Sending arguments to Model(nn.Module)

Hi I’m trying to iterate through different combinations of bit widths for my QuantLinear layers and QuantReLU layers. My current approach is to do something like this:

#Define Model Class
class Model(nn.Module):
    def __init__(self, *args, **kwargs):
        super(Model, self).__init__(*args, **kwargs)
        self.layer1 = nn.Sequential(
            QuantLinear(40, 256, bias=True, weight_bit_width=ql_bits),

    def forward(self, x):
        out = self.layer1(x)
        return out

#Creating each model within a nested loop in my training function
    max_ql_bits = 8
    max_relu_bits = 8

    # Cycle through different model quantisations
    for ql_bits in range(max_ql_bits): 
        for relu_bits in range(max_relu_bits):

            model = Model(ql_bits,relu_bits)

However when I run this I get the error: TypeError: init() takes 1 positional argument but 3 were given

Is it possible to send parameters in this way to an inherited class?

You can send parameters to an iunherited class, the problem is you are passing those parameters to the parent class which, in fact, recieves none (self only).

In short:

class Model(nn.Module):
    def __init__(self, *args, **kwargs):
        super(Model, self).__init__()

Thanks Juan!
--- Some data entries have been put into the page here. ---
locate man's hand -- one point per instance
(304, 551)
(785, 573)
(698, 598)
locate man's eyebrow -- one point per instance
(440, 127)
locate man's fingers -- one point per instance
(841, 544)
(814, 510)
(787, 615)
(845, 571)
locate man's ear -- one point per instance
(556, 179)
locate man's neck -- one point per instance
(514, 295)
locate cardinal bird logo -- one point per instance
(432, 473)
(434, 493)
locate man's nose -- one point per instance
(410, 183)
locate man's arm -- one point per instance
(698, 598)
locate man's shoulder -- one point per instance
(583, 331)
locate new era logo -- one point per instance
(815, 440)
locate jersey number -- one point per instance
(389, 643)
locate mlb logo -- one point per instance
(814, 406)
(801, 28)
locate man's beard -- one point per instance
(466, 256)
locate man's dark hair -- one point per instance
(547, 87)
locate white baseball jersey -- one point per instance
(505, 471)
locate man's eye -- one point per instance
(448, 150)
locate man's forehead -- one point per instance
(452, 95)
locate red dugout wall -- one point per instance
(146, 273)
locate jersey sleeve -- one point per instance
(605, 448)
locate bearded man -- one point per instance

I just got it working by changing the code to:

# Define Model Class
class Model(nn.Module):
    def __init__(self, ql_bits, relu_bits):
        self.ql_bits = ql_bits
        self.relu_bits = relu_bits
        super(Model, self).__init__()

And creating the model like this:
model = Model(ql_bits=ql_bits,relu_bits=relu_bits)

This worked while I was testing creating the model separately, however, when I try to implement this with the rest of my training code I get:

model = Model(ql_bits= ql_bits, relu_bits=relu_bits)
SyntaxError: invalid syntax

I’m also getting errors related to multiprocessing:

ERROR:torch.distributed.elastic.multiprocessing.api:failed (exit code: 1)


The strange thing is creating the model originally worked with my full training code for the 1st process but then failed for the 2nd but then it stopped working altogether… For calling my train function I use:
mp.spawn(train, nprocs=args.gpus, args=(args,))

Any ideas on what’s going wrong? Thanks

Hmmm in general using multiprocessing and cuda leads to lots of problems.
are you using pytorch multiprocessing library or python’s one?

anyway I never used multiprocessing with pytorch so it’d be better to open a new post.
Specially explain if you are using quantization somewhere as it may be important.